According to Bloomberg Billionaires Index, Arnault’s net worth has declined by 8.6% this year, despite a modest $1.91 billion gain on April 12. The drop highlights deepening vulnerabilities in the luxury goods sector, traditionally viewed as resilient during global economic uncertainties.
LVMH — the world’s largest luxury conglomerate and owner of brands such as Louis Vuitton, Dior, and TAG Heuer — reported €84.7 billion ($91.6 billion) in revenue for 2024, with the U.S. accounting for a quarter of its earnings. However, since the inauguration of President Donald Trump for a second term on January 20, the company’s stock has plummeted by nearly 13%, contrasting sharply with France’s CAC 40 index, which rose 3% in the same period.

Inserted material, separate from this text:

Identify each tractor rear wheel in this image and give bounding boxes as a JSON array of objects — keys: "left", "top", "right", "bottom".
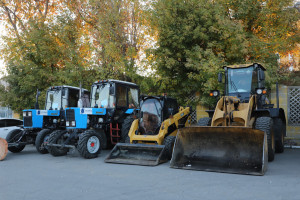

Analysts attribute the sharp decline to fears over fresh tariffs the Trump administration is expected to announce on April 17, targeting European imports. While the full scope of the trade measures remains unclear, the luxury sector is bracing for further impact. Arnault, once optimistic about Trump’s return, now faces investor skepticism despite previously praising the U.S. market as a major growth engine.
Compounding the situation is a significant contraction in Chinese luxury spending. Demand in China fell by 22% in 2024, as economic uncertainty and evolving consumer preferences drove a shift toward more affordable and practical products. Once seen as the backbone of global luxury growth, Chinese consumers are now curbing discretionary spending, affecting global luxury earnings.
The U.S. market, once considered a stabilizing force, is also showing signs of fatigue. Analysts warn of “luxury fatigue” as consumers grow wary of high price tags and a perceived stagnation in product innovation. Several luxury brands, including LVMH, have already scaled back profit projections for the first half of 2025.
Though some markets rallied when Trump temporarily delayed certain tariffs — excluding China — LVMH and other luxury stocks have yet to recover. Observers believe that even if tariffs are eventually softened, larger structural issues like slower global growth and changing consumer behavior will persist.
Despite the setbacks, LVMH remains a formidable player. The group is aggressively pivoting towards emerging markets in Southeast Asia, India, and the Middle East to diversify its revenue streams and reduce reliance on both China and the U.S.
Arnault, who briefly regained his spot as the world’s richest man earlier this year, now finds his empire navigating uncertain terrain, with resilience and reinvention at the heart of LVMH’s long-term strategy.